Re: 6.5 Creedmoor Rem 700 Ejection Problem?
Lowlight, et al.:
Just took a look at things in situ and found this:
1. Case exit is low out the ejection port, nothing is coming close to the one-piece scope mount and even farther away from the windage knob.
2. There appear to be no skid marks on the bottom edge of the ejection port. Could smoke it and look closer, but that's pretty low on the possibilities list.
3. Most, even with fairly sedate bolt operation, are bouncing off the rear edge of the port. Picked up some brass "freckles" on the side of the receiver about 3/8 to 1/2 inch back from the port. More brisk retraction tends to have the brass bouncing forward in the 11:00 direction, often not spinning at all, going head-first.
4. The three that landed inside the bolt path (on top of the follower or the next case in the mag), and the fourth that barely dribbled out of the action, all appeared to spin a full 180 degrees off the bolt and lost all spinning energy as the case mouth hit the back of the ejection port.
5. The brass is picking up impact lines about .08 or so long about 1/2-inch and a bit more up from the case head. I see no contact point to do this other than the almost sharp corner at the outside front edge of the rear receiver ring.
Can't tell much more without some high-speed photography but the kids with their videocam expertise need to go to bed.
I'm thinking that this is possibly a problem when the bolt head has gone back with enough speed that there is only empty space "inside" the rear receiver ring which is the edge of the rear of the ejection port. If there's still some bolt there, the front of the case is bouncing off of the bolt and receiver surfaces.
Tonight's conclusion is that the slightly shorter Creedmoor cases have enough of a different "bounce dynamic" that instead of rebounding off and out, they sometimes miss the outside of the rear receiver ring, leaving just enough weight inside of the ejection port that gravity stabilizes them there.
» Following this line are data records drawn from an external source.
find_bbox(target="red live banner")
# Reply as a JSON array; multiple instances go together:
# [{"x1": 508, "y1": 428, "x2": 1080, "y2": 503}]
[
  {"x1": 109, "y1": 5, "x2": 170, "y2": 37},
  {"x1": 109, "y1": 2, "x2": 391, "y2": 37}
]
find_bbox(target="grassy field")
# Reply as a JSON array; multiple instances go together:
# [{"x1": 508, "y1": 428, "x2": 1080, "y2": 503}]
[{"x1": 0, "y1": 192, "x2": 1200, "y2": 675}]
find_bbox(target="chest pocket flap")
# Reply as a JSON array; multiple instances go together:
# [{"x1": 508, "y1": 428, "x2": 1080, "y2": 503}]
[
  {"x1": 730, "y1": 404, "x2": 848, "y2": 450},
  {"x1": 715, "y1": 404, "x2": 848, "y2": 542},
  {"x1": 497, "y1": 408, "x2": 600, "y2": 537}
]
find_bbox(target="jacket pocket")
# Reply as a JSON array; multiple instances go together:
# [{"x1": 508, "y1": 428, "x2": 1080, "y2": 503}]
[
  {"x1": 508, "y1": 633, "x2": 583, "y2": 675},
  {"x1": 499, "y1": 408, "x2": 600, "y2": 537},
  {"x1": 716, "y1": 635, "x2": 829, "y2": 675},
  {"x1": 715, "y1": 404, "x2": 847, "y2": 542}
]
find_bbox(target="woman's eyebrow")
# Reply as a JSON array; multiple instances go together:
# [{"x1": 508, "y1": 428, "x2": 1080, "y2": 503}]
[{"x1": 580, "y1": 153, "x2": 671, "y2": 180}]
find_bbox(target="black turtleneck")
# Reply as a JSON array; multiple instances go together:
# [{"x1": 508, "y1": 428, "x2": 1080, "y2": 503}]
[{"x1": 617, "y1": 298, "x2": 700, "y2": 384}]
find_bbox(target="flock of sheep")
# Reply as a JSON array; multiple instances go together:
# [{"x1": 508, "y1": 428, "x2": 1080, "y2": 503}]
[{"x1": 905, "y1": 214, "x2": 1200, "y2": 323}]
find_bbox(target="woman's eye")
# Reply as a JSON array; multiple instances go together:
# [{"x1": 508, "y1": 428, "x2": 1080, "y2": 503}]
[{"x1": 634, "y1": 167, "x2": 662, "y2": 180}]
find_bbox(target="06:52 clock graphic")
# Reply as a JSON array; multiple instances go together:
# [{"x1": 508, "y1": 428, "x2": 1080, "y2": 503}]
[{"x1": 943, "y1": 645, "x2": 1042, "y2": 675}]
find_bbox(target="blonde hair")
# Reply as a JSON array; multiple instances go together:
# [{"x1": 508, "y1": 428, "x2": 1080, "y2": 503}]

The casehead just follows the case in, sitting quite pretty backwards there.
Possible solutions:
1. Silicone Rubber a 1/8-inch piece of material matching the front of the receiver ring in there. Hard rubber perhaps. Maybe with a triangular cross-section tapering to almost zero on the outside of the "circle" making a bevel. Closes up the port a bit more than it is already. Easy, reversible, not totally durable.
2. Experiment with heavier and lighter ejector springs. Change the speed of rotation. Voodoo and witchcraft, decision by experimentation. Could start with heavier by putting a spacer under the spring, do lighter only after getting a replacement spring.
3. Experiment with bevels on the ejector plunger, to move the direction a bit "up" in the port. Could maybe change the angle of the spin before the front of the case starts hitting things. Don't start without a replacement plunger.
4. Give up and switch to a rifle with a fixed ejector. I think there's something to be said for keeping the case on the boltface until you're really ready to kick it out. That would seem to be quite insensitive to empty case length. Not a realistic option. This rifle is so accurate it is worth the effort to perfect it.
5. Give up and just remember to operate the bolt moderately. Fooey! Unacceptable. Being a rifle, there remains the possibility that it might be needed for use in, um, a stressful setting. One must be prepared for foreseeable user errors. That's why I'll never buy another pistol that *requires* the user to "fire" before taking it apart...
6. Put a 22-1/2 degree bevel at the back of the ejection port. That *might* put a little sideways shucking action into the bouncing around. Hard metal, hard costs, money lost if it doesn't work. Can't fully predict effectiveness with Option #1 above because the surface would be .10 or so behind the one introduced there. Nevertheless, if I had a mill, I'd try it in a heartbeat because I see no downside to it.